Three lines traverse Angola – the Luanda Railway (CFL), the Benguela Railway (CFB) and the Moçâmedes Railway (CFM) – each carrying passengers and freight. The Benguela line is by far the longest at over 1,300km.

All three lines are members of the Southern African Railway Association (SARA) – a regional association established in 1996 to “promote the railway industry in the Southern African Development Community (SADC).”

In time it is hoped that passengers and traders alike will be able to board a train in Luanda or Benguela and travel to Dar es Salaam in Tanzania, Beira in Mozambique, or Cape Town in South Africa.

The development of a trans-African railway network remains a distant reality. According to the African Development Bank, the average rail network density, at 2.9km per 1,000 square kilometers, is one of the lowest in the world. 

That said, with new investment in railways occurring throughout the continent – Bloomberg reports that “Record commodity prices are driving Africa’s biggest railway boom since the 19th Century,” with $35 billion injected into rail projects over the next 5 years – so that such dreams may become a reality sooner than many might expect.

The New-Approach Corridor Concept is being advanced to encourage inter-African trade. The deficit of inter-African trade is considered one of the greatest hindrances to development throughout the continent.

While Angola retains good trade relations with South Africa, its key trading partners lie far further afield in Asia, North and South America, and Europe.

Angola’s agricultural potential is well known. Its future status as a ‘breadbasket’ of central and southern Africa will depend on the ability to transport products efficiently and reliably to its neighbours.

The need of Angola’s neighbours – particularly the Democratic Republic of Congo and the Republic of Zambia – to carry minerals and other goods to the coast was not diminished by the country’s civil conflict.

Indeed, high commodity prices have increased the demand for such products throughout the world and subsequently the need to transport them to efficiently functioning ports. The development of Angola’s rail networks is an essential step to achieve maximum efficiency and growth.

 

Domestic Development

 

Angola’s inland towns and cities have been cut off from the bustling developments of the coastal regions for many years. The rapid improvement of rail and road networks extending further into the hinterlands will enable cities such as Huambo, Lubango, Malange and Menongue to flourish as the country’s capital has and continues to do so.

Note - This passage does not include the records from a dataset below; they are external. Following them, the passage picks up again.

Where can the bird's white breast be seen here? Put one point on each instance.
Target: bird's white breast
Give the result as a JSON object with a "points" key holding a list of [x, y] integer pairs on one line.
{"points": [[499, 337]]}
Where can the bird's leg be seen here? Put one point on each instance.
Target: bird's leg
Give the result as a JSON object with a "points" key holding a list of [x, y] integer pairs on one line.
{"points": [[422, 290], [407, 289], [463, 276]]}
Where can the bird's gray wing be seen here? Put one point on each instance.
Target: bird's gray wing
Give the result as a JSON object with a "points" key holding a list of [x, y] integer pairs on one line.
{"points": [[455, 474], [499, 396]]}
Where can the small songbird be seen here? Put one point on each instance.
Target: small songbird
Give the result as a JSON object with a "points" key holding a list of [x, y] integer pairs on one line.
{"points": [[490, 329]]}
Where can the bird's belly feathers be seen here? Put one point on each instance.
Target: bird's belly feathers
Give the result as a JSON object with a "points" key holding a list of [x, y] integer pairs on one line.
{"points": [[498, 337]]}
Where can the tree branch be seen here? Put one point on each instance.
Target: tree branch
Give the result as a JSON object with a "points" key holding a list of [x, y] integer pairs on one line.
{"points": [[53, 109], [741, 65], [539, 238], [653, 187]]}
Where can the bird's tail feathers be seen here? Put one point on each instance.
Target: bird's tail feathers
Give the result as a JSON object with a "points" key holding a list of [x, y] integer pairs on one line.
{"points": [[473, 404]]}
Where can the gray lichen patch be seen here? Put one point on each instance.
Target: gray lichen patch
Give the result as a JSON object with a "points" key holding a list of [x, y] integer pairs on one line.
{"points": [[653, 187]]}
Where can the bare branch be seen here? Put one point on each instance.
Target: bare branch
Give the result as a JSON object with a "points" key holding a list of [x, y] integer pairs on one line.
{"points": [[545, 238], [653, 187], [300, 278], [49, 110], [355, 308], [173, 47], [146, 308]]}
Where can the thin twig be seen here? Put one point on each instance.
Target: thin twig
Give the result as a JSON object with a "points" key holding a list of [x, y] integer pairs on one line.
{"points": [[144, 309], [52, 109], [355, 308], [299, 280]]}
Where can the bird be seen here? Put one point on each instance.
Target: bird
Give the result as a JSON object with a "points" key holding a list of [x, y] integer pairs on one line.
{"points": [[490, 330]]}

Inter-Angolan trade will benefit the country as a whole. As domestic trade routes reopen and Angola’s eastern fertile lands reconnect with the rest of the country Luanda may, in time, lose its unenviable status as one of the most expensive cities in the world.

The agricultural sector – employing by far the greatest proportion of Angolans today – stands to benefit the most. The different climatic zones of Angola enable a rich variety of crops to be grown. Infrastructural impediments to the movement of produce are due to be lifted by the opening of freight rail services.

The diamond industry – focused in the interior of the country – is likely also to profit from a functioning rail network.

Beyond trade, Angola is a country of incredible beauty and contrast. A generation of Luandans have not seen their country. A generation of the rural population knows little more than their immediate vicinity.

The railways offer the opportunity to venture beyond the familiar for those who can’t afford to travel by road. They will enable families and friends to reconnect after years of isolation.

 

Challenges Ahead

The Luanda Railway (CFL) is now fully operational and, according to the Economist Intelligence Unit, posted a turnover of almost $1 million in the first half of 2011.

However, reconstruction of the Benguela and Moçâmedes lines have been dogged by delays. Deadlines have been pushed back repeatedly due to operational delays.

By August 2011 the Benguela Railway (CFB) had been renovated between Lobito and the Central Plateau allowing over 4 million passengers and 20 million tonnes of cargo to be transported each year.

The National Railway plan benefits the economy as much as it does the population – the rich and the poor. Prior to a civil conflict that cost so much to so many, Angola had a proud history of rail transport. In time it looks set to regain such pride.